Inserção das tecnologias digitais no ensino durante a pandemia e o retorno presencial: investigações dos professores dos anos iniciais do ensino fundamental
76Resumo:O presente estudo tem como objetivo relatar os desafios e as dificuldades encontradas por um grupo de professores, levando em consideração as perspectivas de diferentes autores sobre o uso das tecnologias digitais. Buscou-se identificar quais seriam os entendimentos e perspectivas acerca da inserção das tecnologias nas práticas docentes. No que diz respeito à metodologia, este estudo tem uma abordagem qualitativa, e teve como corpus de investigação dados extraídos de entrevistas semiestruturadas. Esses dados mostraram que a aprendizagem do aluno aparece como eixo estruturador dos relatos e está no centro das preocupações das professoras. A partir desses dados fica explícito a necessidade de se pensar que ser professor é estar em uma formação continuada, para que seja possível compreender as demandas educativas atuais, lutando para que haja investimentos em políticas públicas que proporcionem a capacitação dos professores e que as documentações vigentes contemplem o acesso à Educação como direito de todos.
Palavras-Chave:Educação. Desafios. Tecnologias Digitais.
Introdução
É perceptível que a tecnologia, na última década, tem estado presente no ambiente educacional, o que foi significativamente ampliado no contexto da pandemia de COVID-19, e tem impactado a prática de sala de aula, impondo novos desafios, sobretudo em relação aos saberes dos professores. Peixoto (2016) afirma que a relação das tecnologias com a educação é uma questão de ordem epistemológica e não técnica ou instrumental, pois a relação entre as tecnologias e a educação não pode se reduzir a um procedimento técnico.
Do ponto de vista pedagógico, não basta adotar um conjunto de estratégias didáticas que buscam facilitar o processo de ensino e aprendizagem. Logo, é preciso que essas estratégias estejam ancoradas na teoria, inclusive no que diz respeito à integração pedagógica das tecnologias digitais à educação. Um ponto importante a se atentar é que, ao integrar os dispositivos de comunicação no processo educativo, nem sempre essa integração se dá de forma inclusiva.

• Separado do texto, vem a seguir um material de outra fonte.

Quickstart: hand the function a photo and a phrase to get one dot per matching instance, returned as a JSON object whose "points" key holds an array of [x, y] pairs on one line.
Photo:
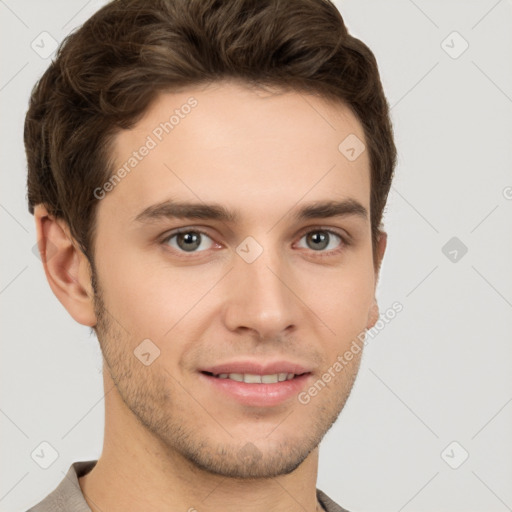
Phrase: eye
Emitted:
{"points": [[188, 241], [323, 240]]}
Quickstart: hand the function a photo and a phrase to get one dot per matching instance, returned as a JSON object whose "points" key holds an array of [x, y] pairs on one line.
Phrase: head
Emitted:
{"points": [[242, 108]]}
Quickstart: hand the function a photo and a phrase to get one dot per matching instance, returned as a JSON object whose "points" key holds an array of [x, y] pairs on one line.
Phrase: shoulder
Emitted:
{"points": [[328, 504], [67, 496]]}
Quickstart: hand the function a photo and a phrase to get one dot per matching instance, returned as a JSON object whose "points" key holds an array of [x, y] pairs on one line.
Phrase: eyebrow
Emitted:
{"points": [[171, 209]]}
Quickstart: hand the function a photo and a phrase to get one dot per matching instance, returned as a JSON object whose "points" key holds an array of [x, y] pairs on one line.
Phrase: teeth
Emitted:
{"points": [[251, 378]]}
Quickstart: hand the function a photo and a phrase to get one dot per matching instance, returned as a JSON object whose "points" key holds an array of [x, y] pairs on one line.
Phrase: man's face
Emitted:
{"points": [[262, 288]]}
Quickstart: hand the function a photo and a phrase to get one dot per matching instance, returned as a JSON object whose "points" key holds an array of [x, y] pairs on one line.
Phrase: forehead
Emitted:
{"points": [[230, 143]]}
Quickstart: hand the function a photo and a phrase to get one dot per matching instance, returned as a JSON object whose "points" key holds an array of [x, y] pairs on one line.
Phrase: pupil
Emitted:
{"points": [[319, 237], [190, 239]]}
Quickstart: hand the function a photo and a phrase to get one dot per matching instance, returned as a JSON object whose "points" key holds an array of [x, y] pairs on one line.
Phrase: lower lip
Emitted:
{"points": [[259, 395]]}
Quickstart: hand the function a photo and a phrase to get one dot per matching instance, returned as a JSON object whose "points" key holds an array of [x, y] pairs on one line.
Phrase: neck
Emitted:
{"points": [[136, 471]]}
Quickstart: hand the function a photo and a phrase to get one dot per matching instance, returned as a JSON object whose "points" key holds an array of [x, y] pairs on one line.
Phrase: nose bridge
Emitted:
{"points": [[260, 298]]}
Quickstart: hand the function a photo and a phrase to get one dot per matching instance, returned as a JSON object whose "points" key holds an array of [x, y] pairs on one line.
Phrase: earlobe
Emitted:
{"points": [[66, 267], [373, 314]]}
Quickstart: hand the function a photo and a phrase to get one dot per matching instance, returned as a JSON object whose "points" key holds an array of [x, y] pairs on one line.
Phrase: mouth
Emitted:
{"points": [[264, 390], [253, 378]]}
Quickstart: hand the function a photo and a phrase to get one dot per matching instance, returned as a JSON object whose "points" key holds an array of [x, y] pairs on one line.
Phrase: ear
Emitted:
{"points": [[373, 314], [66, 267]]}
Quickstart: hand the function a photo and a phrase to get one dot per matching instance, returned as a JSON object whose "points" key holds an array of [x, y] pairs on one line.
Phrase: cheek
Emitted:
{"points": [[148, 295]]}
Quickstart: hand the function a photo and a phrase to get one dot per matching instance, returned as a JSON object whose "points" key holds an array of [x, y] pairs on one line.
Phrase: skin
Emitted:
{"points": [[172, 442]]}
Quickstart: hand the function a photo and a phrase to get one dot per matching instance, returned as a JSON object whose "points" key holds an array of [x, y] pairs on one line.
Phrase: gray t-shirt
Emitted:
{"points": [[68, 497]]}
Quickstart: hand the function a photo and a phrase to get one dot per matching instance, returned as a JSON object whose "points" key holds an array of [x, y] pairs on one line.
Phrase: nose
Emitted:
{"points": [[260, 296]]}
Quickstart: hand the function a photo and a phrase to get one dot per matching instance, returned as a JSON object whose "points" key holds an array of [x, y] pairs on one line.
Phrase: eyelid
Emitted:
{"points": [[346, 239]]}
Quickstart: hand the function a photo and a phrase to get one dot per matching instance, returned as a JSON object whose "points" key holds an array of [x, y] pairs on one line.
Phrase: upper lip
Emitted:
{"points": [[257, 368]]}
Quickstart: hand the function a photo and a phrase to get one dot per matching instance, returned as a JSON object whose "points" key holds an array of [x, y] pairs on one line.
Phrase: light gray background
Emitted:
{"points": [[439, 372]]}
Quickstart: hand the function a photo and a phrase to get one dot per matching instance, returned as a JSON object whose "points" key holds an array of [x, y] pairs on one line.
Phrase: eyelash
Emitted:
{"points": [[345, 241]]}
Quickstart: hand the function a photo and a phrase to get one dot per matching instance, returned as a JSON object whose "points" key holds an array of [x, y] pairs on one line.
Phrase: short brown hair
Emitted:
{"points": [[107, 73]]}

Desse modo, ao iniciar esse diálogo sobre o uso das tecnologias e mídias nos ambientes escolares, precisamos ter em nosso horizonte a conceituação de tecnologia e sua história, uma vez que esse não é um assunto novo, embora seja visto como inovação por algumas pessoas. Além disso, é necessário ter clareza que, por trás de qualquer artefato, existe uma história e que, desde o início da humanidade, o homem criou um conjunto de tecnologias para auxiliar sua vida em sociedade e as aperfeiçoa até os dias atuais.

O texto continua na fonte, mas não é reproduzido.